Markus Söder setzt ganz auf die Freien Wähler. Es ist ein Vabanquespiel, auf das er sich mit seiner Koalitionsaussage eingelassen hat. Nicht nur, dass er sich alle Alternativen genommen hat. Er kettet sich an einen Partner, über den er spätestens seit der Flugblattaffäre keine Kontrolle mehr hat. Denn seit FW-Chef Hubert Aiwanger die Welt auf den Kopf gestellt und sich vom Täter zum Opfer stilisiert hat, ist er das freie Radikal im Bündnis.

Nicht nur, dass Aiwanger schon Wochen vor der Wahl ein viertes Ministerium für seine Partei fordert; er streckt die Hand auch nach dem Landwirtschaftsministerium aus. Söder muss das als Kampfansage des Niederbayern verstehen. Denn das Agrarressort gehört wie Innen und Finanzen zur DNA der CSU. Hier manifestiert sich ihr Grundverständnis als Volkspartei, die Land und Stadt verbindet. Kaum vorstellbar, dass die CSU das Ministerium an die Freien abgibt.

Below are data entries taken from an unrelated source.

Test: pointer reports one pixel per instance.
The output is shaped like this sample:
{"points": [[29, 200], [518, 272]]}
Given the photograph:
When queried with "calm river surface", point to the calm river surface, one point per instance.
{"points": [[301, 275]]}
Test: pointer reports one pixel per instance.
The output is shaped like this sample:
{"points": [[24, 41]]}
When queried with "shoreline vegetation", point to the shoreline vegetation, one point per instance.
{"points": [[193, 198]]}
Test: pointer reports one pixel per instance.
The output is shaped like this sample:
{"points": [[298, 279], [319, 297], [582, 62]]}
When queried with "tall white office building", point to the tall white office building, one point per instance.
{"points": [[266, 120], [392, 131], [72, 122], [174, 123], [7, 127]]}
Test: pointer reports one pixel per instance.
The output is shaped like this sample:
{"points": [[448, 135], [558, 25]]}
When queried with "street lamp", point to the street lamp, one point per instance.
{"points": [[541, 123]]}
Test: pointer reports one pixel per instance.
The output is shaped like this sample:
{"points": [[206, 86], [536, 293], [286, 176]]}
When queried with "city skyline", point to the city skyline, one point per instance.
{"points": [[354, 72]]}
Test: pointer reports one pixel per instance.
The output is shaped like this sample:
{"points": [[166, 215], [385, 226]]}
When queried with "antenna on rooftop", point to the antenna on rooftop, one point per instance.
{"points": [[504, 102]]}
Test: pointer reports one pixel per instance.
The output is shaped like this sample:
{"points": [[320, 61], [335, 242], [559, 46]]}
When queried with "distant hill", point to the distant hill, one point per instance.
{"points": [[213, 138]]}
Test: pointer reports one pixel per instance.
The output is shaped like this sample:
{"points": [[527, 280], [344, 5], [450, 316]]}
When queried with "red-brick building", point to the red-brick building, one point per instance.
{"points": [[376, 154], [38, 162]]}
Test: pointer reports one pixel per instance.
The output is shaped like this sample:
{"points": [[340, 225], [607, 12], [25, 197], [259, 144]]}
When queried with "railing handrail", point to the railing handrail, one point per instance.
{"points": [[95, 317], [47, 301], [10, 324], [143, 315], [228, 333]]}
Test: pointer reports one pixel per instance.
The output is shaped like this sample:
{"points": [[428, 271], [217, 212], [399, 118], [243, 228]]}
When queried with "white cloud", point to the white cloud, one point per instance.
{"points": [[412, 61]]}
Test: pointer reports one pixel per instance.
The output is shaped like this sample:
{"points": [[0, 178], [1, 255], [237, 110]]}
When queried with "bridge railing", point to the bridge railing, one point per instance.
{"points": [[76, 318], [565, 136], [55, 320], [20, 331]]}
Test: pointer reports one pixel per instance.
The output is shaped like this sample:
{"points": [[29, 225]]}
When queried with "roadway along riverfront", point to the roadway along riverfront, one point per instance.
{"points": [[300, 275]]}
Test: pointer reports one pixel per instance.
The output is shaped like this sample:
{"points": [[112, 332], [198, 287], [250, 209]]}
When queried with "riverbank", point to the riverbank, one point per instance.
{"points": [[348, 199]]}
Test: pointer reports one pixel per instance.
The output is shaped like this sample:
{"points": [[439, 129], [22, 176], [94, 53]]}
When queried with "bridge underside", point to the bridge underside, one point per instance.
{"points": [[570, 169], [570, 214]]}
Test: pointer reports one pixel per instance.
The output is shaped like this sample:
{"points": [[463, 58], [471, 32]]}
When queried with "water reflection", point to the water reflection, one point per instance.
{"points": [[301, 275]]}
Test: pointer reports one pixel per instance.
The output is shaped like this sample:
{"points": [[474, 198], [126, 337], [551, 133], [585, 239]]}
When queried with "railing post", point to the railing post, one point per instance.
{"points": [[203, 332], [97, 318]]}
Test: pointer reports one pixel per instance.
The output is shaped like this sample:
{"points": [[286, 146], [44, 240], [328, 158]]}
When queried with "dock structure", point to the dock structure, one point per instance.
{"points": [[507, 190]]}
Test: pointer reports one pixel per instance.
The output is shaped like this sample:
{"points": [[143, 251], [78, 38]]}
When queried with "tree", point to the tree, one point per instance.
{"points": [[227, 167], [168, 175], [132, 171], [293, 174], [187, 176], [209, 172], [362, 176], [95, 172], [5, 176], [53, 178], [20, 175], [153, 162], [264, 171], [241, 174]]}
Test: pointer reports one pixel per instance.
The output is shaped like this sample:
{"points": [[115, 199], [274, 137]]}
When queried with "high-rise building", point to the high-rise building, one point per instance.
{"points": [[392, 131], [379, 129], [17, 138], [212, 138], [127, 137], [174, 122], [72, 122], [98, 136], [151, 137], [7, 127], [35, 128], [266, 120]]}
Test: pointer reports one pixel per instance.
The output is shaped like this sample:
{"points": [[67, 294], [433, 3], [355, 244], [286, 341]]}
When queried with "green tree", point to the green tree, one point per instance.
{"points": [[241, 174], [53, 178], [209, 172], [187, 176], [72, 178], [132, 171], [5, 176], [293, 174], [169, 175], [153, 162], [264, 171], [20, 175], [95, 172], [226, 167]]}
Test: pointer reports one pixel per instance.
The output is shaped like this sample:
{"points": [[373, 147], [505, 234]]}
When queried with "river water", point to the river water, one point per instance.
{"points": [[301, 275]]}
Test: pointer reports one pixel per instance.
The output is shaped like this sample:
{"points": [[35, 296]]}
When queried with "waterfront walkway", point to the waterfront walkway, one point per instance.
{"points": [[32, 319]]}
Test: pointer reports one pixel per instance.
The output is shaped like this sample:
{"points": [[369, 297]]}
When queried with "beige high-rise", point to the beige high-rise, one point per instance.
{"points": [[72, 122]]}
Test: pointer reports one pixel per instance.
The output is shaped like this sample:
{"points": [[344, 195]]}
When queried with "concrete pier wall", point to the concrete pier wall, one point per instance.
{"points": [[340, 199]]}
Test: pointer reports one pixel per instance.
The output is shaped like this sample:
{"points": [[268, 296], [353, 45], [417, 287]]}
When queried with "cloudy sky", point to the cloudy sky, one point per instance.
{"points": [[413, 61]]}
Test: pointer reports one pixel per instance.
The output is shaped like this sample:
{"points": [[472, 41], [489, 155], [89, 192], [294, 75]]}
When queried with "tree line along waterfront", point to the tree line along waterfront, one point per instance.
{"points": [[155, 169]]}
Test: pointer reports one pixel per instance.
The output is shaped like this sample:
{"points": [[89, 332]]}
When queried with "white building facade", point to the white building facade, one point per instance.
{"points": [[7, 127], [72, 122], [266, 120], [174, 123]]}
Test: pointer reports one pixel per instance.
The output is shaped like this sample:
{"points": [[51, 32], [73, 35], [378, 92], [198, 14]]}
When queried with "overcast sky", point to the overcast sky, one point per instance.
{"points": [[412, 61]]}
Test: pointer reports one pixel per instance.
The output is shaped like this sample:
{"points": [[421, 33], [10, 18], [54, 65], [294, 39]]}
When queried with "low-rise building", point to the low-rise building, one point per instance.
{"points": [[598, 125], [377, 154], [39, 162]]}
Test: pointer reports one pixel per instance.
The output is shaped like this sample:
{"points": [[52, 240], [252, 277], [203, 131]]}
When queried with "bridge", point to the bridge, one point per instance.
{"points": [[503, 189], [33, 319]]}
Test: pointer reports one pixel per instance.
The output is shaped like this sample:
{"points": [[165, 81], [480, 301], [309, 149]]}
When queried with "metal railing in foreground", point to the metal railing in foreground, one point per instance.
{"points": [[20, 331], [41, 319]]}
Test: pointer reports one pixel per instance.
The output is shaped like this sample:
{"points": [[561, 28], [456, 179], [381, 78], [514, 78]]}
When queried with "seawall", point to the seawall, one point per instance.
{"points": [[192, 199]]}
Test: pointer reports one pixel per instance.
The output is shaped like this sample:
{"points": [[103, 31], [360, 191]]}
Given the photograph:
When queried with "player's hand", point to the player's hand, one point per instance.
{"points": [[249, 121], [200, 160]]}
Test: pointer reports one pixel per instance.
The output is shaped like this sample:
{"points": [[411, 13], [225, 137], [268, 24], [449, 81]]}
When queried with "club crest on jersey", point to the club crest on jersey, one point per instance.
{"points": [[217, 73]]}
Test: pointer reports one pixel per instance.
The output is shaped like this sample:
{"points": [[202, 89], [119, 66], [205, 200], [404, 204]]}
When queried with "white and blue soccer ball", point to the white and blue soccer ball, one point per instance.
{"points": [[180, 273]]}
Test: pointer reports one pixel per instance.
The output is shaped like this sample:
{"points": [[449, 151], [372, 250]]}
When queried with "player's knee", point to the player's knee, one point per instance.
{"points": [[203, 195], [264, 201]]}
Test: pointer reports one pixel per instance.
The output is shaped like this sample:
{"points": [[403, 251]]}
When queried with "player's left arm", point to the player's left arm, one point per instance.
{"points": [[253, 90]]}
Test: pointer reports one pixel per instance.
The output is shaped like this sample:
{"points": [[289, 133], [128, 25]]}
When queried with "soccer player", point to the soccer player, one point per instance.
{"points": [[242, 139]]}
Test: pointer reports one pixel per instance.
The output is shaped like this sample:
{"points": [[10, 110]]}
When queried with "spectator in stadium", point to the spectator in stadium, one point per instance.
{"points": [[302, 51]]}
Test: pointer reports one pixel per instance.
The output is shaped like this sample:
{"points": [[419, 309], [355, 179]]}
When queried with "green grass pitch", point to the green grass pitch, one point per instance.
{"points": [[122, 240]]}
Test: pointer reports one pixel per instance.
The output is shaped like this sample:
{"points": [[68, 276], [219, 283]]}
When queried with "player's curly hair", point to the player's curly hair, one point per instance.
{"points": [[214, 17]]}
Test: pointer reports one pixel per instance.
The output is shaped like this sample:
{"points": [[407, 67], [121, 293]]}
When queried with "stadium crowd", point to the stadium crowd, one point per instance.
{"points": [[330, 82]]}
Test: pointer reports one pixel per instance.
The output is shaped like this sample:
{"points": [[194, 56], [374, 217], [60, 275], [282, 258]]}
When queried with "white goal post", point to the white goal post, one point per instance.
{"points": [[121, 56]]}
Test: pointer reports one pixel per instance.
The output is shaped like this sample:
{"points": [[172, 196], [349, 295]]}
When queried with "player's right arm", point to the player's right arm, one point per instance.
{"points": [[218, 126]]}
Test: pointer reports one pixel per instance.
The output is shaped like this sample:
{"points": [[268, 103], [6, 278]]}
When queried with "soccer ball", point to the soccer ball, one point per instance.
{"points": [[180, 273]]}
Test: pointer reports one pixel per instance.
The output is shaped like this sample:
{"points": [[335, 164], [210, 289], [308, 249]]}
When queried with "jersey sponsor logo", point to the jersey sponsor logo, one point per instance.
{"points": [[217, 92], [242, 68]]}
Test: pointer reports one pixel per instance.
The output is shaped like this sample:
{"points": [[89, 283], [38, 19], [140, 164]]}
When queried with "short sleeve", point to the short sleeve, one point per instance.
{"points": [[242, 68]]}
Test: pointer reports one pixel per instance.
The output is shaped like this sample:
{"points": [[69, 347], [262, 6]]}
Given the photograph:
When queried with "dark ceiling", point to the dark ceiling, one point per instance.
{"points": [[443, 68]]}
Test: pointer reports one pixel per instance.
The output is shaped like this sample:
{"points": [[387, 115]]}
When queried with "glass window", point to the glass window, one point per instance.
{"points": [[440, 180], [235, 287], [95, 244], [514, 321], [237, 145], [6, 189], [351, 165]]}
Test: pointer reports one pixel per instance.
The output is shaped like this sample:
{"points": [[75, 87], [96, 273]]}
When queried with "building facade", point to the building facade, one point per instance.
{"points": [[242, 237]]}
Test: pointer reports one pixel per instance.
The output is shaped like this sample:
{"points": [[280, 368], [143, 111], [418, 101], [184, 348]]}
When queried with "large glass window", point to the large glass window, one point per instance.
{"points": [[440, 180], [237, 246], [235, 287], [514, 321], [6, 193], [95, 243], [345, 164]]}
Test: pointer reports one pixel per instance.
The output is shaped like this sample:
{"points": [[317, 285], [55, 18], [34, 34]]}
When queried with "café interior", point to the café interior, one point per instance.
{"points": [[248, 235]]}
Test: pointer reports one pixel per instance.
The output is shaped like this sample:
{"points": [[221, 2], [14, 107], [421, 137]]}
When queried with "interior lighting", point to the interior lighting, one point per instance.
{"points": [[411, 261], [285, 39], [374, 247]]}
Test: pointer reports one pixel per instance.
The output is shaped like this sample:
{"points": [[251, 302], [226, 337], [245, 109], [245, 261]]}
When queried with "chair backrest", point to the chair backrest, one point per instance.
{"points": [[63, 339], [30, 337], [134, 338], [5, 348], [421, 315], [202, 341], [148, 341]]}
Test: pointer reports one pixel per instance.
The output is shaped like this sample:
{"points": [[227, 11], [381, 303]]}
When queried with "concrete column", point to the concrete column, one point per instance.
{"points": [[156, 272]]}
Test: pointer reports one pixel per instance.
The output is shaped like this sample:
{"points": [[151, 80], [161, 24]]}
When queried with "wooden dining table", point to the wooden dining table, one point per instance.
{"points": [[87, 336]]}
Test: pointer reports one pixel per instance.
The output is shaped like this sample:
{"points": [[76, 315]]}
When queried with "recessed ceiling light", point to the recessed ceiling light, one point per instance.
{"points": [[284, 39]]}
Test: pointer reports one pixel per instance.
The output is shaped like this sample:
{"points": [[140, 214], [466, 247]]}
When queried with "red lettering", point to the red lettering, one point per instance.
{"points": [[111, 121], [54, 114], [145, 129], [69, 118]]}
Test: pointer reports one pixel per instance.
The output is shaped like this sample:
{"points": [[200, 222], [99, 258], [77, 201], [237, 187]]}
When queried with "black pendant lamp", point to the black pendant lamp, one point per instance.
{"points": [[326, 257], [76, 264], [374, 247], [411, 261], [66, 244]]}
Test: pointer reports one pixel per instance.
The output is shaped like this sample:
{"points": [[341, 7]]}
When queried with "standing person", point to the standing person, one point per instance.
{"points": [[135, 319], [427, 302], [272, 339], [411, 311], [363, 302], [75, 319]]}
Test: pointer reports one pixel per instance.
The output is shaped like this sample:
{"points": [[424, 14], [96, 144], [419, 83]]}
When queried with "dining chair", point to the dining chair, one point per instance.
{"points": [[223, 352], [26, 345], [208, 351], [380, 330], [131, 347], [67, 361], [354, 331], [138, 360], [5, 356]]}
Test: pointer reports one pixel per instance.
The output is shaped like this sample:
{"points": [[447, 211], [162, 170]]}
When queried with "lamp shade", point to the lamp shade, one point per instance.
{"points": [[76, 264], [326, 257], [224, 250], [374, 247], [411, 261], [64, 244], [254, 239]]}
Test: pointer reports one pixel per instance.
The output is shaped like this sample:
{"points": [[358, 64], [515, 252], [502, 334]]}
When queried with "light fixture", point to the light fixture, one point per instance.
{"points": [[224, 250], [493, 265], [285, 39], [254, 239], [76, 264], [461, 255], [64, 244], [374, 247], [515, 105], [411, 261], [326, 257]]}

Aiwanger fühlt sich überlegen

Dabei haben die Bayern ihren Landtag noch gar nicht gewählt, stehen die Kräfteverhältnisse nicht fest. Dass Aiwanger trotzdem mit seinen Forderungen nach außen geht, zeigt, wie überlegen er sich der CSU gegenüber fühlt. Und Söder kann ihm wenig entgegensetzen. Er hat sich ihm ausgeliefert, nicht nur mit seiner frühen Festlegung auf die Freien Wähler als einzig denkbarem Partner. Dass er Aiwanger während der Flugblattaffäre wider der eigenen Überzeugung im Amt gehalten hat, getrieben von der Sorge, ein Rauswurf könnte seine Märtyrerrolle nur befördern, versteht der Niederbayer als Freibrief.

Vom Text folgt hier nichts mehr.